Wilson, however, considers an ironclad rule of 24 hours to be “a blunt instrument.” A trained, experienced professional shouldn’t always need 24 hours, she argues—and in some cases, quick intervention may make all the difference. The essential deciding factors, she says, should be the location, size, and condition of the pup, since seal moms don’t forage when they have newborns. In fact, “mothers tend not to leave pups on shore until they’re about 10 to 14 days old,” putting them at around 15 kilograms or more. A longer period of observation might be appropriate for an older, fatter pup, but, according to Wilson, “if it’s away from the main colony, in an unusual place, and at or under birth weight, which is around 11 kilograms, it is 99 percent certain to be an orphan.”
When Streya arrived at Pieterburen, she weighed a mere 9.6 kilograms and was estimated to be less than 10 days old. By Wilson’s criteria, she was undoubtedly an underweight orphan, in need of help as quickly as possible. The swelling on her mouth and the busy beach where she was found, says Sealcentre Pieterburen’s de Vries, may also have been reason enough to admit her, had she been observed by an expert. The proposals make room for discretionary intervention in cases like this, where a 24-hour delay is unwise. The new default, though, would be to wait, observe, and not snatch immediately. And for older, weaned seals, there may be another threat demanding human intervention.
On a wet, freezing October morning, I arrive at Dutch seal sanctuary A Seal to find the staff clustered around the freshly delivered corpse of an adult male gray seal. He lies on his back on the wet concrete, the vet’s slender frame tiny against his 250-kilogram bulk as she bends over to examine him. A trickle of blood oozes from the seal’s mouth and mingles with the rainwater in a bloody rivulet. “He smells of oil,” observes the center’s manager, Karola van der Velde. But it’s not clear what killed him, and he’s bundled off to Pieterburen for a necropsy.
A Seal, a relatively young rehabilitation center in the highly populated province of South Holland, opened in 2014 to help the seal populations off the Netherlands’ southwest coast. Now that the summer harbor seal pupping season is over and most of the orphans have been released, the patients here are mostly older, weaned juvenile harbor seals infested with parasitic lungworms. Lying alone or in pairs in their glass-fronted pens, they lazily watch the hubbub of construction as A Seal builds a temporary exhibit in its visitor center. Outside, seals nearing their release dates lounge together around larger swimming pools, oblivious to the rain and cold.
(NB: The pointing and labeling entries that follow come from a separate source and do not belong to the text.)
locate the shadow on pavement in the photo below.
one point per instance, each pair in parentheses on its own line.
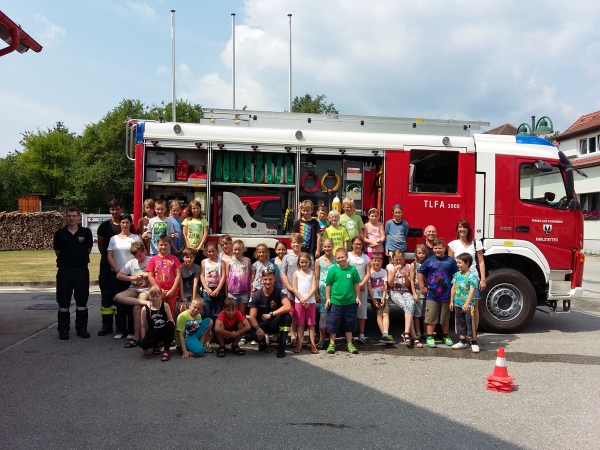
(95,394)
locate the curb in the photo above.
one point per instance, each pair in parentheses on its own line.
(37,283)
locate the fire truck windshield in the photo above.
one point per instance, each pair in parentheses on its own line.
(544,188)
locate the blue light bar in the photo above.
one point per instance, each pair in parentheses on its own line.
(533,140)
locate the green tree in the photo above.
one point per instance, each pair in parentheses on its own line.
(47,158)
(186,111)
(317,105)
(13,182)
(101,171)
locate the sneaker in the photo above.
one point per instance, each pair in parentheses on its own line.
(460,345)
(387,339)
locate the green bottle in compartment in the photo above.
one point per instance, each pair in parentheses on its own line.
(218,167)
(226,167)
(248,168)
(278,177)
(240,168)
(232,176)
(289,170)
(269,169)
(259,170)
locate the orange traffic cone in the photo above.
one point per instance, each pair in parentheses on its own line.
(499,380)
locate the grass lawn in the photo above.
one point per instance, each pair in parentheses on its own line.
(36,265)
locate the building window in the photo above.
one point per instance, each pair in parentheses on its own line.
(588,145)
(590,205)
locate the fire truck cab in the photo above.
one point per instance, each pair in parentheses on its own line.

Lungworm infestation isn’t something affecting the occasional unlucky harbor seal pup—it’s an infectious rite of passage for almost all seals, beginning when the pups wean and start eating fish, some of which are thought to carry lungworm larvae. The larvae migrate through the organs, reaching the heart and lungs, and eventually reproducing in the airways. Seals then cough up a new generation of larvae, which they swallow and pass on through their feces.
Many pups make it through the disease without too much trouble. Others, though, can have difficulty breathing, with the infestation sometimes leading to complications like pneumonia. Afflicted pups, struggling to dive for food, may be found sick and emaciated on the beach. The scientific advisory committee’s advice would reduce the number of these pups being taken into care, suggesting instead that lightly affected animals should be left alone as long as possible, and that pups with terrible lungworm infections should be euthanized.
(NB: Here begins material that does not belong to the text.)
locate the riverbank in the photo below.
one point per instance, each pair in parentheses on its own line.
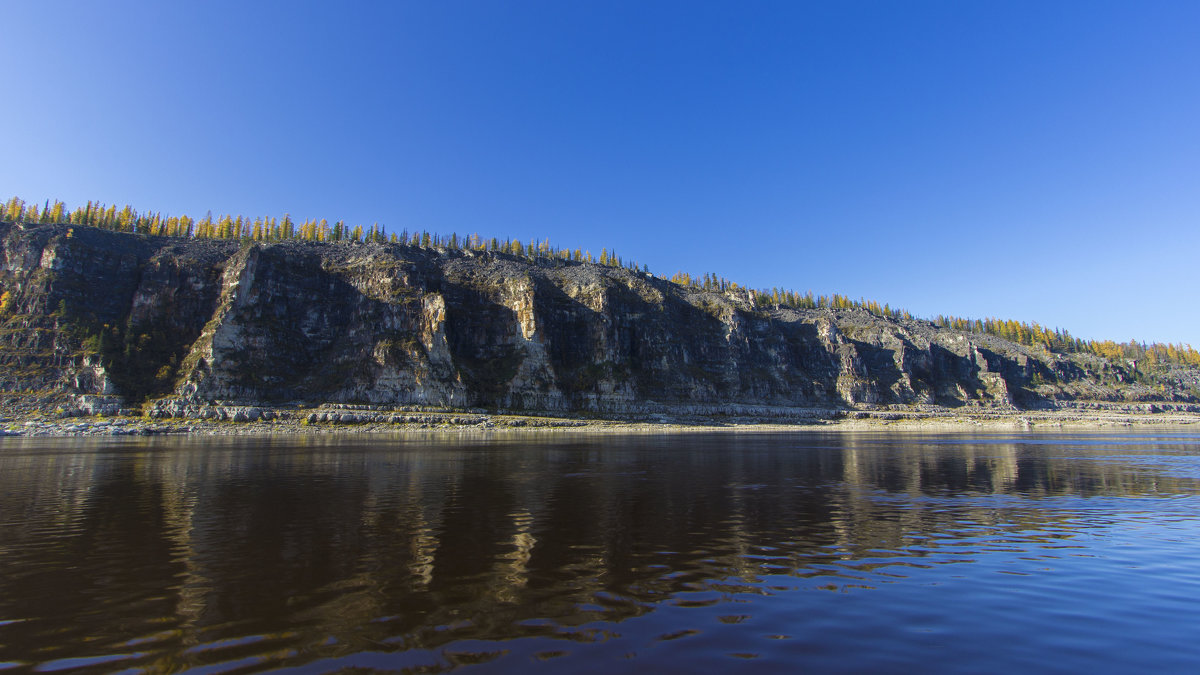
(460,423)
Young seals need to develop their immunity to the parasite, and some researchers think that interfering with this unpleasant but ubiquitous process could harm the population as a whole. There’s evidence, for instance, that inbred animals might be more likely to succumb to lungworm infestation. If that’s the case, the animals that make it through the ordeal on their own might be genetically healthier, while those found sick on the beach may be more inbred. By medicating these genetically unhealthy seals to help them survive a lungworm infestation, humans may be returning more inbred seals to the population, slowly weakening the genetics of the population over time.
A lack of data on the fate of rehabilitated seals makes it difficult to assess the impact of human interference. If rehabilitated seals ultimately succumb to lungworm anyway, then putting them through the stress of rehabilitation is ethically questionable. And if they survive because of human intervention, there’s a risk of short circuiting the natural selection against weaker animals. Rehabilitating a seal devastated by lungworm infestation “may work for that individual in the short-term, but might not be the best for the population, and in the long-term, might not be best for that individual either,” says Simon Goodman, an evolutionary biologist who sat on the scientific advisory committee.
The seal rescuers who side with ’t Hart’s approach, including animal rescue organization DierenLot and the Eemsdelta Seal Sanctuary, are infuriated by the proposal to limit rehabilitation for seals with lungworm. Both organizations, along with the Lenie ’t Hart Seal Fund, have withdrawn from the roundtable stakeholder discussions held to turn the scientific advisory committee’s advice into new practice and legislation. In a letter explaining its position on the advice, DierenLot writes that the new guidelines overlook evidence that human-caused pollution drives up incidences of lungworm infestation.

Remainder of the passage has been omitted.